Et je me remis à songer, en considérant d'assez beaux lauriers-roses, plantés en de gros vases peinturlurés, aux encoignures des fenêtres.
—Voici! me dit bientôt l'hôtelier en venant placer auprès de moi la bouteille, la carafe et le verre.
Comme je buvais:
—Monsieur est artiste? murmura-t-il en m'examinant et d'une voix qu'il essayait en vain d'adoucir.

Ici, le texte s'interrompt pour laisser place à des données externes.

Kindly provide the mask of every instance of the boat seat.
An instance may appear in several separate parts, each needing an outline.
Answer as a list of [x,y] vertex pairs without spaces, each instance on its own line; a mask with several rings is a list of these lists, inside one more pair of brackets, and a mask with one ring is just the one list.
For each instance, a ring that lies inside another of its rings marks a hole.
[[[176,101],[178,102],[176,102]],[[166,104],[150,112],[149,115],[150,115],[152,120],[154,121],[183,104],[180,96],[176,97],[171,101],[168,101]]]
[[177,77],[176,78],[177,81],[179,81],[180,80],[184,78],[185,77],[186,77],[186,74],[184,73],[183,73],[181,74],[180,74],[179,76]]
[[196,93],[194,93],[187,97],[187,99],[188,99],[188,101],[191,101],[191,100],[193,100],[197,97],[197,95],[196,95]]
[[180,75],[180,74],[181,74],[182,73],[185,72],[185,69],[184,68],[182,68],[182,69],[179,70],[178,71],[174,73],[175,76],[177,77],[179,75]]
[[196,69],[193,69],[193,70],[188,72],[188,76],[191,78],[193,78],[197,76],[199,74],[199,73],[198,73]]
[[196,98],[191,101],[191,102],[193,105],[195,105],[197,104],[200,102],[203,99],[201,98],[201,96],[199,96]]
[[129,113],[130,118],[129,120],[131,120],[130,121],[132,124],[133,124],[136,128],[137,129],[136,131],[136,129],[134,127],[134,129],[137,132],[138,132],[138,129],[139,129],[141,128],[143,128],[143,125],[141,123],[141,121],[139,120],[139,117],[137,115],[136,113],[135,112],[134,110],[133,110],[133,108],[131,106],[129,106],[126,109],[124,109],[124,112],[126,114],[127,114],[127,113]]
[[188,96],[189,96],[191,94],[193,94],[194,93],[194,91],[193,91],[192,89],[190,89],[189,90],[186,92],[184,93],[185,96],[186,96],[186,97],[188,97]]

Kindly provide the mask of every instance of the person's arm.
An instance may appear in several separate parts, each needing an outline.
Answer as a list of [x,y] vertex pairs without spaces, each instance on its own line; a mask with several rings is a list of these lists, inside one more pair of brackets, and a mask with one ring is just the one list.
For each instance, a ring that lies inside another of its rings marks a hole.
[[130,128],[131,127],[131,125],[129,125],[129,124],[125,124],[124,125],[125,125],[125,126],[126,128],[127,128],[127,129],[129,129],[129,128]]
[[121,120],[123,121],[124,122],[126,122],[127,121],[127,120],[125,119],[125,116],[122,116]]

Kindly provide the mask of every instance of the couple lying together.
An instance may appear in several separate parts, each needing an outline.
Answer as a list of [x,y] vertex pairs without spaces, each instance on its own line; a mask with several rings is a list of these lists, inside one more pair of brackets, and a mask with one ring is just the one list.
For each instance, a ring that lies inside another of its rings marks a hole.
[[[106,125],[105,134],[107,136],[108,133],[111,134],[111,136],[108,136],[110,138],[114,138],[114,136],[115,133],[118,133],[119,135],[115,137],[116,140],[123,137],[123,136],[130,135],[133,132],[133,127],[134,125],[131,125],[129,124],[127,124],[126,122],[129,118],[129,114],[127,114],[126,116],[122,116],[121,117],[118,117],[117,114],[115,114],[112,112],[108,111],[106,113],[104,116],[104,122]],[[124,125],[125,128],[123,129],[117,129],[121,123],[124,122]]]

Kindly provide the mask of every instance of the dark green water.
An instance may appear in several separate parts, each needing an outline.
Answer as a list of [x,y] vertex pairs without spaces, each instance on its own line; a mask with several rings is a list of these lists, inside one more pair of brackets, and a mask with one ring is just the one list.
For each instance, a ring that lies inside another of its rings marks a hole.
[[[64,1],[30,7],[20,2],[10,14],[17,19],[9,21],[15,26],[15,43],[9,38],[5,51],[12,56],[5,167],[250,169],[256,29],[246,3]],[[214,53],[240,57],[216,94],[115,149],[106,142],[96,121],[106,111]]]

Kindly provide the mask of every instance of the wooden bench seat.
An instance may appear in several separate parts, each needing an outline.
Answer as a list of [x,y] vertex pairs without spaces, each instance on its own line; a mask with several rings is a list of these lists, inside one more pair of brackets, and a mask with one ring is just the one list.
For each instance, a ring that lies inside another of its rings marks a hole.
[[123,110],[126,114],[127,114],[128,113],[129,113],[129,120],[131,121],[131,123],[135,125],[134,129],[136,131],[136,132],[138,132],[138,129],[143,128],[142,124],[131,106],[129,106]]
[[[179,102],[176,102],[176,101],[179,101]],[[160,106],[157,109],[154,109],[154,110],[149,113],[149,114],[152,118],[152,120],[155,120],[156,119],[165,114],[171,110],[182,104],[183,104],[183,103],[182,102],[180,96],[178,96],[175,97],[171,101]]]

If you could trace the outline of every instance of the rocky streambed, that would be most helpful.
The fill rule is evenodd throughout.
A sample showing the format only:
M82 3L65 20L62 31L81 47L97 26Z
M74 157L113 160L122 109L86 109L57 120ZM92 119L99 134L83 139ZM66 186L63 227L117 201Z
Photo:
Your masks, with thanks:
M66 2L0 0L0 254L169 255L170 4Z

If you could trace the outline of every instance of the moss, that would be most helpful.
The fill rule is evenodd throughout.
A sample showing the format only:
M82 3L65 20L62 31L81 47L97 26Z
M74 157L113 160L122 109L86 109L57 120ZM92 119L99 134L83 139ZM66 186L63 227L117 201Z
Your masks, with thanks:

J'inclinai vaguement la tête pour lui complaire et briser là; mais il reprit:
—Et, sans doute, alors, monsieur voyage dans le Midi... pour voir les curiosités?
Nouveau mouvement de tête affirmatif, de ma part, mais, cette fois, en envisageant mon homme.
—Ah?... dit-il.—Eh bien! je puis vous en montrer une, de curiosité, moi, monsieur, si vous voulez... et pas loin d'ici! Et qui vaut la peine d'être vue! Quant au salaire, ce que monsieur voudra.